Côte d’Ivoire / Modifications du code électoral et de la loi relative à la décentralisation : Comment le gouvernement piétine les textes de la Cédéao

© L’intelligent d’Abidjan Par Nathan KONE
Abidjan : Ouverture du sommet extraordinaire des chefs d’Etat de la CEDEAO sur le Mali
Mardi 27 mars 2012. Abidjan. Hotel Ivoire, Cocody. Ouverture du sommet extraordinaire des chefs de la Cédéao sur la crise Malienne. Photo : SEM. Alassane Ouattara
Bien que président en exercice de la Cédéao, Alassane Ouattara s’apprête une nouvelle fois à violer les textes de l’organisation sous-régionale, tout en sonnant le glas de la politique de décentralisation amorcée par la Côte d’Ivoire depuis quelques années. But de la manœuvre : procéder à la va-vite à des élections locales taillées sur mesure pour mieux asseoir un pouvoir déjà dictatorial et violent, en passant outre la résolution 2062 du conseil de sécurité de l’Onu.

Un des ressorts de la bonne gouvernance et du développement demeure aujourd’hui la décentralisation. Dans la plupart des pays démocratiques, ce processus s’est mis en place et consiste à transférer aux populations la gestion de secteurs essentiels pour le développement de leur localité et pour leur mieux-être. Cette déconcentration du pouvoir, dont certains domaines reposent ainsi entre les mains des élus locaux, implique de nouvelles responsabilités au niveau des communautés. C’est aussi un processus participatif qui, à partir d’une administration de proximité, motive l’intérêt des populations à la gestion de leurs localités, avec une plus grande possibilité de participation citoyenne dans les orientations et les activités qui fondent le développement local.

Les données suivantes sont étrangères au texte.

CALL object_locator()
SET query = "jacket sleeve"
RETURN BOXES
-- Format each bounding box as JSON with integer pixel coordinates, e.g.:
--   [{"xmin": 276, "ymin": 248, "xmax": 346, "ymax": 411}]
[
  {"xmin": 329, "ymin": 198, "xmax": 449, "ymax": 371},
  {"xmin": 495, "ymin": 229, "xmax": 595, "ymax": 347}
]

Le Président de la République de Côte d’Ivoire qui, aux dires de son ministre de l’Intérieur, appelle de ses vœux une plus grande décentralisation, va cependant dans le sens contraire des fondamentaux même de la décentralisation. En effet, le lundi 3 décembre 2012, le ministre de l’Intérieur soumettait à la commission des affaires générales et institutionnelles de l’Assemblée nationale deux projets de lois relatifs à la décentralisation et au code électoral.
Le premier projet de loi portant organisation des collectivités territoriales abroge toutes les dispositions antérieures contraires, notamment les lois 98-485 du 4 septembre 1998 relative à l’organisation de la région et 80-1180 du 17 octobre 1980 relative à l’organisation municipale telle que modifiée par les lois 85-578 du 19 juillet 1985, 95-608 ainsi que 95-611 du 3 aout 1995.
La conséquence est que la commune et la région sont les deux échelons territoriaux retenus. On se retrouve là dans un schéma qui est aux antipodes de la décentralisation. De fait donc, les départements et les conseils généraux ne sont plus des entités décentralisées. Il faut se rappeler que le Président avait déjà, en 2011, créé 12 districts et les avait transformés par ordonnance en entités déconcentrées. En d’autres termes, les gouverneurs de Districts sont désormais désignés par le Président lui-même et placés sous un contrôle hiérarchique et non plus de tutelle. Dans le même ordre d’idées, le Président Ouattara avait supprimé 1126 communes créées entre 2001 et 2010. En clair, la décentralisation à peine amorcée par la Côte d’Ivoire est piétinée au profit de la déconcentration, qui est un mode autoritaire d’organisation administrative qui peine à faire avancer le progrès.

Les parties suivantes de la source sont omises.